This is a story from the Hitopadesha. Hitopadesha as the name suggests is Hitha+Upadesha in Sanskrit which means, benevolent advice. This set of stories named as Hitopadesha is said to have been written in Sanskrit, by a person by name Narayana Pandit in the 12th century for a King by name Dhavalachandra.
It is understood that Emperor Akbar was very much impressed by these stories and had them translated by none other than Abul Fazl. Like Panchatantra, most of the characters are animals, birds and reptiles in these stories also.
This story tells us that an enemy’s enemy need not always be a friend. Further, when any action is proposed to be taken it is always better to be farsighted instead of looking for quick fix solutions.
Long long ago on the banks of river Airavati (present day River Ravi), there lived a couple of cranes on a fig tree.
Though the river ensured them plenty of fish, the cranes were very unhappy. The reason for their unhappiness was a serpent that lived in a burrow at the bottom of the tree. The serpent ate up the eggs of the cranes when they were laid or ate up the chicks if the chicks were lucky enough to be born.
After a long time, unable to bear this misery, the cranes sought the advice of an elderly crane for a solution for their problem. The elderly crane thought for a while and told them, “Listen, there lives a mongoose in a hole near the bushes not far away from here” and he showed them the bushes. “The mongoose is a natural enemy of the snake. So bring lot of fish from the river and lay a trail from the bushes to your tree in whose burrow the snake lives. The mongoose will surely kill the snake”.

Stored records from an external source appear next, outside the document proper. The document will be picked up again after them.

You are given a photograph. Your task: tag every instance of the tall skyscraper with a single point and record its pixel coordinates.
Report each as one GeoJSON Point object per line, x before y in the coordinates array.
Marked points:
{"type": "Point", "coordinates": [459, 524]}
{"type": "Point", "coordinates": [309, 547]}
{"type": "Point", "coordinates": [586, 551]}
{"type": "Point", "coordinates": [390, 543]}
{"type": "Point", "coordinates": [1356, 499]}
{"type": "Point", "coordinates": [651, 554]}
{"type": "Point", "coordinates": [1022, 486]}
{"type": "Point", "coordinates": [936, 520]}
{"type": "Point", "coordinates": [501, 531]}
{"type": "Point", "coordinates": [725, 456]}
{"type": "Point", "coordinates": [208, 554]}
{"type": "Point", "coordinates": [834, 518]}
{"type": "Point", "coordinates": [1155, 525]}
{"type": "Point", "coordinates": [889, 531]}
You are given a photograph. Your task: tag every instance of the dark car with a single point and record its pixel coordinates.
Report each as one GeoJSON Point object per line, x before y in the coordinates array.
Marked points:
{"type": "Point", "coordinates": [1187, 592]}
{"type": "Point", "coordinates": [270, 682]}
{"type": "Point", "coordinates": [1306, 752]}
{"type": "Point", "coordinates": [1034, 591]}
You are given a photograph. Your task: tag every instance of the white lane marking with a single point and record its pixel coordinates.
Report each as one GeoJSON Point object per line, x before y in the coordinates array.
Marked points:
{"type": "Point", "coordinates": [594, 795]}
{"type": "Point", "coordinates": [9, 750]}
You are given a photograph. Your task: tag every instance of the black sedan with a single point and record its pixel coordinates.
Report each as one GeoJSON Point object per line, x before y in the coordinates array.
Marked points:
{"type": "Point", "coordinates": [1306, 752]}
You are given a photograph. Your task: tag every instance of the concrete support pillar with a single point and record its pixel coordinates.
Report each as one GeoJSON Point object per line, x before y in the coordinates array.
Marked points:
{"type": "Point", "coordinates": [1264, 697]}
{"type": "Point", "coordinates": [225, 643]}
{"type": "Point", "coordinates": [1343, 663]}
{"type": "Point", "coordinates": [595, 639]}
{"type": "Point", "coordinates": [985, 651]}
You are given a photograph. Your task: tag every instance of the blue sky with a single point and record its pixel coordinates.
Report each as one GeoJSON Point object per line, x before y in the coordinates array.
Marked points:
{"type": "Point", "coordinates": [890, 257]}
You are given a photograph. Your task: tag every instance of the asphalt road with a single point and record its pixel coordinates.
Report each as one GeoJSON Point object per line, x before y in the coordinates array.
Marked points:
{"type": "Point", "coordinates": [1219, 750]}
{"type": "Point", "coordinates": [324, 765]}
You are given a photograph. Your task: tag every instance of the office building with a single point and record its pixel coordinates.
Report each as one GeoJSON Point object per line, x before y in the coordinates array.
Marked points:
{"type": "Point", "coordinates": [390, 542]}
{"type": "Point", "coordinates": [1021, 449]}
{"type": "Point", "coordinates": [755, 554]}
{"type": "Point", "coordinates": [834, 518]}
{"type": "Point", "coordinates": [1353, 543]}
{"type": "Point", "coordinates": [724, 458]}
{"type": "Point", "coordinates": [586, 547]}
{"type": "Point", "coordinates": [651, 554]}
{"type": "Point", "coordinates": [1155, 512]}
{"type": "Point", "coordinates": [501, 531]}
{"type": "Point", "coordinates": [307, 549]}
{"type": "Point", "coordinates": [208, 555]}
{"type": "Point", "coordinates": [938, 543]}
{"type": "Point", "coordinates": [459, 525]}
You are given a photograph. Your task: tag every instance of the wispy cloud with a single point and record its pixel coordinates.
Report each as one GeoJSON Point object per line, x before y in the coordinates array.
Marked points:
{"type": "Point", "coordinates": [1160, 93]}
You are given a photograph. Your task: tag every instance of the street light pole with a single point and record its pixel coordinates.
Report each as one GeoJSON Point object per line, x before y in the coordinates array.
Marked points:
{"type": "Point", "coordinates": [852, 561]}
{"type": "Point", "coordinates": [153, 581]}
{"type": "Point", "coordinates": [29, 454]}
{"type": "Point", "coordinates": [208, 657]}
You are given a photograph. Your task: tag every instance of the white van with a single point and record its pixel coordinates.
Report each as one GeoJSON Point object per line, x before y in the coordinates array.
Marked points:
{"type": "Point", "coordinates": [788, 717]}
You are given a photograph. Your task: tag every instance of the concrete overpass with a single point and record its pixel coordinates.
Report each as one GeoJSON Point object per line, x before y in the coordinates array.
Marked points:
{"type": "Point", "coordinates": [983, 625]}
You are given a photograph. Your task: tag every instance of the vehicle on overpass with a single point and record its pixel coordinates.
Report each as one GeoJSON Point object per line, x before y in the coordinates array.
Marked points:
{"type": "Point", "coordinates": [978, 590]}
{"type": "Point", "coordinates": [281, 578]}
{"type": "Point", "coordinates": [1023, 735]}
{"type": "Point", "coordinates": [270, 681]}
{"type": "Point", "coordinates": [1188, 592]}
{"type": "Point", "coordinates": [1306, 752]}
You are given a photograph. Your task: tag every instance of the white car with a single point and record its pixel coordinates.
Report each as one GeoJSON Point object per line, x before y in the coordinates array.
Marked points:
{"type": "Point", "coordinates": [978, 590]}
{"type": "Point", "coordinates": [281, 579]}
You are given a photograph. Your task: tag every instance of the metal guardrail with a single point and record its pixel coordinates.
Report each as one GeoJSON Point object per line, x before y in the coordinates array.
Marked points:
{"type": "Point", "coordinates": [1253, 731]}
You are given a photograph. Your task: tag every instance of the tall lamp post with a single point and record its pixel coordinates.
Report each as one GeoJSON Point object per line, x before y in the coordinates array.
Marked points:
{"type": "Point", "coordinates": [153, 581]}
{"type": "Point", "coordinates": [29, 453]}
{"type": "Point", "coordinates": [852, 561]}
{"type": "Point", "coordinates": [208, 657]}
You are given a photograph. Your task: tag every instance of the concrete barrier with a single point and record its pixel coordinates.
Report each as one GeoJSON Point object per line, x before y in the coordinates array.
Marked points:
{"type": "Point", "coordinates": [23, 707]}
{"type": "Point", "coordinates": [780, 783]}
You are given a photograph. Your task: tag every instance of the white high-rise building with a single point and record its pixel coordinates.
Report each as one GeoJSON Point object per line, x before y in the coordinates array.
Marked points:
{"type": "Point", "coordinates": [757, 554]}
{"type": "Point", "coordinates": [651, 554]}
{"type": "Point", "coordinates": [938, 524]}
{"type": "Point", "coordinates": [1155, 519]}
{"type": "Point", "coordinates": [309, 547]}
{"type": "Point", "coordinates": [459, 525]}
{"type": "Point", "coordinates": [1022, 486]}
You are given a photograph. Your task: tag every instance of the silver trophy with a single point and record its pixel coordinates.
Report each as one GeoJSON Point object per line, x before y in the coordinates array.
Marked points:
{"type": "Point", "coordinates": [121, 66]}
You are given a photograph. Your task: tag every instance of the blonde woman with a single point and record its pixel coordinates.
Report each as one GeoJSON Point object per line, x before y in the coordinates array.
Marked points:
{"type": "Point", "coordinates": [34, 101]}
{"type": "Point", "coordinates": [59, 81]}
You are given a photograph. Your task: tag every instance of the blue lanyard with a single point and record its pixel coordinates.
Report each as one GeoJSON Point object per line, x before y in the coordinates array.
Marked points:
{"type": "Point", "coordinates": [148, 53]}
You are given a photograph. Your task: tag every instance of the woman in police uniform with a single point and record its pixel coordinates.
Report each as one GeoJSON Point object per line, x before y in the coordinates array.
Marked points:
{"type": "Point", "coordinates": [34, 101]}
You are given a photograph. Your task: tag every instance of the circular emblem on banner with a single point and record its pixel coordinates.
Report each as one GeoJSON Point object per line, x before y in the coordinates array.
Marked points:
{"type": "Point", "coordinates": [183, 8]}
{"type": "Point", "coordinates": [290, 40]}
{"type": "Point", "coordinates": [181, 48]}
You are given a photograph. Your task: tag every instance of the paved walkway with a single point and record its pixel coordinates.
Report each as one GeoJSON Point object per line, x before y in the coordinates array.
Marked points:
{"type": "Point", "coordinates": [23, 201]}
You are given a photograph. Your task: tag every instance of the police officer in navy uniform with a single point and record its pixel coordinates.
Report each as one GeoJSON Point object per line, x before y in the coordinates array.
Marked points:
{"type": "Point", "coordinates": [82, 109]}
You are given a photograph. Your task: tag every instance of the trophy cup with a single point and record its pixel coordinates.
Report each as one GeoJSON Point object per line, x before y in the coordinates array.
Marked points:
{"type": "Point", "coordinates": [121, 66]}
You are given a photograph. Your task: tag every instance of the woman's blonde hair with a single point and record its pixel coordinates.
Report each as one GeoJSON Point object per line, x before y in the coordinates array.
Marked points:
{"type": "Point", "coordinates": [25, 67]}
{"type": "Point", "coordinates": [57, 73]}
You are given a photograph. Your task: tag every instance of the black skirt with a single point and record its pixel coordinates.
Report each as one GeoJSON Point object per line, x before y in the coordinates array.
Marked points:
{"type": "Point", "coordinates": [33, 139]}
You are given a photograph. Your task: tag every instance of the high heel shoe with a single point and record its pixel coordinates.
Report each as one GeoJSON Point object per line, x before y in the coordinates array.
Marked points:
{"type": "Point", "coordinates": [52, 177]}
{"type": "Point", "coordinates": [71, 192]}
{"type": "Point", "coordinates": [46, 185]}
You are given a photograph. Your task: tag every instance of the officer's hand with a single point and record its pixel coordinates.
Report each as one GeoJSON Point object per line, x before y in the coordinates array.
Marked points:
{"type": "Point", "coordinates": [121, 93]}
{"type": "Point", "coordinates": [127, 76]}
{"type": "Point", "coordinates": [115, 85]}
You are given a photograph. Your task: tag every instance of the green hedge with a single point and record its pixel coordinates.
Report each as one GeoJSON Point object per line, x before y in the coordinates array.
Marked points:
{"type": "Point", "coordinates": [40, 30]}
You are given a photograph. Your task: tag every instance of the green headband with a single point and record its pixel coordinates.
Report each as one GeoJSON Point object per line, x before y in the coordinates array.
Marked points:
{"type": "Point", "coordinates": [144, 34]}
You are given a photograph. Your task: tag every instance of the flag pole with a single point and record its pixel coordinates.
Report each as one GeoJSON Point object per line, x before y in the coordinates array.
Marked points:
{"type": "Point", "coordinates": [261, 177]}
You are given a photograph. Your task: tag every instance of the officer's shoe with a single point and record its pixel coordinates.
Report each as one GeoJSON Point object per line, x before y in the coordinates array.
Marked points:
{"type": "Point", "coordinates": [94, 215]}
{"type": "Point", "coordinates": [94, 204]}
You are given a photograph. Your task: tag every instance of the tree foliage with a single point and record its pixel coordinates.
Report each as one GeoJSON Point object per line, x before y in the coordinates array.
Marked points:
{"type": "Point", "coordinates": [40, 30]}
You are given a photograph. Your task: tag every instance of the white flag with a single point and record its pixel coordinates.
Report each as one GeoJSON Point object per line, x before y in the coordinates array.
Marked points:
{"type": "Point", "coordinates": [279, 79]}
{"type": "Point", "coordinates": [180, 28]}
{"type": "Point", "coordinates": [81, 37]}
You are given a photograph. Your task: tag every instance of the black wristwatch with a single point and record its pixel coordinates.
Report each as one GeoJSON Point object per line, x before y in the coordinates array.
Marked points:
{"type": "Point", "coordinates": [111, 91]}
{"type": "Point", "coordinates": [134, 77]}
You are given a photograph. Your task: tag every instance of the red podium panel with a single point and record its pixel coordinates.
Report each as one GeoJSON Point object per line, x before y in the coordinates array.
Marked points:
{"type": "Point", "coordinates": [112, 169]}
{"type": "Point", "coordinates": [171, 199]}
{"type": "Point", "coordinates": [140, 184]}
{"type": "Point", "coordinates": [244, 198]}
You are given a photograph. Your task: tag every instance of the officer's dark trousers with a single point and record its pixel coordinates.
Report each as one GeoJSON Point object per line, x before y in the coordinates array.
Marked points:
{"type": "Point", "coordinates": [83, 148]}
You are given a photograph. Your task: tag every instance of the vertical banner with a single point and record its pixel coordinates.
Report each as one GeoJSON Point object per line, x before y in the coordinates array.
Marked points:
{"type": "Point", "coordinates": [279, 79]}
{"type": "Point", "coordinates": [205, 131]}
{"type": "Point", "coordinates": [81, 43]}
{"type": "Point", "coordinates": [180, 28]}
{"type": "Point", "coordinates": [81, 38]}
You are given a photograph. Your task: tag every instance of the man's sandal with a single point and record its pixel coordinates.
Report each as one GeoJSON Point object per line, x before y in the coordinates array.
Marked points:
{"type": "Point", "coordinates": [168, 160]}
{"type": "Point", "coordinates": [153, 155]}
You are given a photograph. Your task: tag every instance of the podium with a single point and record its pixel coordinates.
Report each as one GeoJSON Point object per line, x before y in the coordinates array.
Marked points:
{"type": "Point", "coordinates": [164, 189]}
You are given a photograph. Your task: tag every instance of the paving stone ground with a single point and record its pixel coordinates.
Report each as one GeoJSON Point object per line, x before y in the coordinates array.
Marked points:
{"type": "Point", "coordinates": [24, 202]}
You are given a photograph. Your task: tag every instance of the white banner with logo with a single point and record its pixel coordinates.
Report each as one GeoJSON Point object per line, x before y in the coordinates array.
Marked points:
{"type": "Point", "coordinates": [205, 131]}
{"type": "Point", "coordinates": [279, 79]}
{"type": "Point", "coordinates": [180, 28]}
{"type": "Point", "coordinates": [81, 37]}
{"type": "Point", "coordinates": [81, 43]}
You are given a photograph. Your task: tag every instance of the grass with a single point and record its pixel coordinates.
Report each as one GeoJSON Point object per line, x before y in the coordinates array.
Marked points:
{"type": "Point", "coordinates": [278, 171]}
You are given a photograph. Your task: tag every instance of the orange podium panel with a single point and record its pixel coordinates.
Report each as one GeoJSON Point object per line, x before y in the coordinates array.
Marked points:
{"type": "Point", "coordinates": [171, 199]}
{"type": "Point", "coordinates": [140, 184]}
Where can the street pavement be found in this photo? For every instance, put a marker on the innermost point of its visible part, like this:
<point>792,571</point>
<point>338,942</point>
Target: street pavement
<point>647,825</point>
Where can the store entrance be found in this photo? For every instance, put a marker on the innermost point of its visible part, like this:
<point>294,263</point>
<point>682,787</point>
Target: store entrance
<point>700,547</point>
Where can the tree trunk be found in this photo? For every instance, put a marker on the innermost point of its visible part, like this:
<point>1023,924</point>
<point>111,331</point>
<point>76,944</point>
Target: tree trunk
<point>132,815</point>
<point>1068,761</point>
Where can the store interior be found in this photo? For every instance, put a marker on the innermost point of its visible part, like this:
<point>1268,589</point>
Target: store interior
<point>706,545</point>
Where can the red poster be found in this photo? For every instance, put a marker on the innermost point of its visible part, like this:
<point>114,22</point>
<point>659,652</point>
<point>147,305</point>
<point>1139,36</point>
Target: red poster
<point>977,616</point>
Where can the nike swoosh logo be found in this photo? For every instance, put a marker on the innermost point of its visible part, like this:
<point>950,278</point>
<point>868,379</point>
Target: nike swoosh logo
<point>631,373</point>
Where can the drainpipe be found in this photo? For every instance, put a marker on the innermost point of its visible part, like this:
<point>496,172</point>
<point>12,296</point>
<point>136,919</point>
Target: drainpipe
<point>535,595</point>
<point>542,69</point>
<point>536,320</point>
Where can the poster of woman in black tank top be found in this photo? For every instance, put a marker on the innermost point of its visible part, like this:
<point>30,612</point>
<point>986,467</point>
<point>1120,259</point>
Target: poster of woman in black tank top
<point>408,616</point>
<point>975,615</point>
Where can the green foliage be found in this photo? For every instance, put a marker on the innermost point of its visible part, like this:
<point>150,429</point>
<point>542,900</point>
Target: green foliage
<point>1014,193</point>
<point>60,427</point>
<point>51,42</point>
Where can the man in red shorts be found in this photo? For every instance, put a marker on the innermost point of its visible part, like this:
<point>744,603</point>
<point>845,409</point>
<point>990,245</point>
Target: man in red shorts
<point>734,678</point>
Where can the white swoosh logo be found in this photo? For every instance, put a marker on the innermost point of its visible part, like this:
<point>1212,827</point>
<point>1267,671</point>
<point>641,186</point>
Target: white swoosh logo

The crane couple was very happy at this advice and the very next day the male crane brought lot of fish and laid a trail from the bushes to the bottom of their tree. As expected, that evening, the mongoose smelt the fish and eating up the fish, came till the bottom of the tree where the snake lived. Fortunately for the cranes, the snake was just the slithering out for his evening outing. The mongoose noticed the snake and immediately pounced on him and there ensued a deadly fight. After a while, the snake was killed.
The cranes cried out in joy on seeing the snake dead. Immediately,seeing their parents make so much noise, the chicks panicked and also made lot of noise from the nest.
That was it! The mongoose looked up and the next moment, much to the horror of the cranes, climbed up the tree and in a split second, had carried away the two chicks crushing them by their necks. The cries of the chicks had attracted the mongoose and now it knew that there was a nest on the tree.
The action of the cranes had been too hasty for they had not even thought that the mongoose also ate small chicks and could climb trees.
So……. The enemy of an enemy is not always a friend and no action should be taken in haste!!!
Ram Mohan Narasimhan
Nice. I think the cranes should not have celebrated in haste, but rather waited for the mongoose to go away before belting out their loud cheers. Thus while an enemy’s enemy can be a friend in a limited sense, do not trust him blindly and completely. Use your discretion.